In 2001, the Fourth Circuit Court of Appeals issued the seminal decision of Bragg v. West Virginia Coal Association, which addressed the same types of claims asserted by the Sierra Club in the pending Stone-Manning appeal. Specifically, in Bragg the Fourth Circuit held that when a State receives approval from the Secretary of Interior under SMCRA to administer a regulatory program governing coal mining (known as “primacy”), the state obtains exclusive jurisdiction. Therefore any challenge to a state’s administration of such a program may only be asserted in state court, under state law. There is no exception to Eleventh Amendment immunity, because a state program is not deemed to be “federalized” merely because it was approved under SMCRA. The Third Circuit Court of Appeals addressed much the same issue the following year in Pennsylvania Federation of Sportsmen’s Clubs v. Hess, and agreed with Bragg.

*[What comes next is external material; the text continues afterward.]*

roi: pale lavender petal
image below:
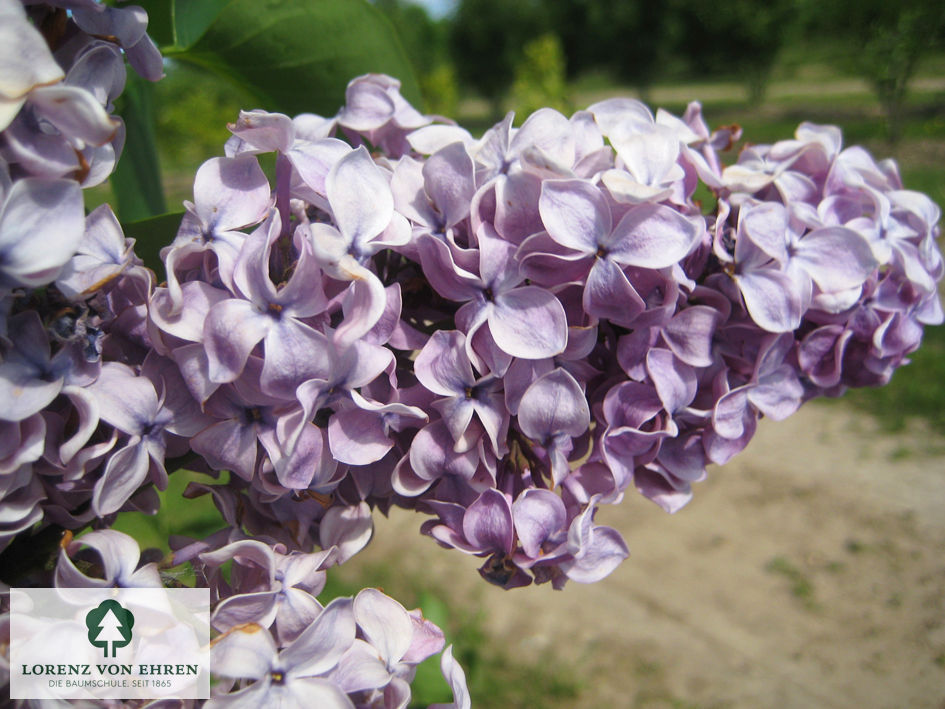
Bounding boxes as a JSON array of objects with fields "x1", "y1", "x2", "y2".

More than ten years later, the Sierra Club commenced a federal lawsuit to challenge certain aspects of the coal mining regulatory program administered by the MDEQ, which was granted primacy by OSM in 1982. Montana is not within the group of states under the jurisdiction of the Third or Fourth Circuit Courts of Appeals, and therefore neither the Bragg nor the Hess opinion is legally binding on the federal courts in Montana. Nevertheless, the federal district court in Montana appropriately adopted the sound reasoning set forth in both of those earlier decisions and entered an Order dismissing the Sierra Club’s claims. In pursuing its appeal from that Order, the Sierra Club has asked the Ninth Circuit Court of Appeals to reject Bragg and Hess, seeking to create a split of authority among the federal appeals courts concerning whether primacy states truly have “exclusive” jurisdiction over their mining programs, as Congress expressly stated when it passed SMCRA over 35 years ago.

In September 2013, Dinsmore attorneys Christopher “Kip” Power and Robert Stonestreet submitted an Amicus Curiae or (“friend of the court”) brief to the Ninth Circuit on behalf of the Interstate Mining Compact Commission (“IMCC”) in support of the district court’s decision. The IMCC is a multi-state commission representing the natural resource and environmental protection interests of its member states, each of which has primacy under SMCRA. The IMCC’s 21 member states accounted for more than 90% of total national coal production in 2012. IMCC supports the district court’s decision in Stone-Manning because that decision promotes consistency and predictability concerning the exclusive jurisdiction of primacy states to regulate coal mining within their borders. That decision also respects the sovereignty of the primacy states by requiring legal challenges to their mining programs to be brought in state courts under state law, and encourages affected parties to use available state administrative channels and appeals to pursue challenges to such purely state agency actions.

The Ninth Circuit is expected to render a decision in the case sometime in early 2014. The IMCC’s Amicus Curiae brief, and the district court’s decision which it supports, may be found at the links provided above.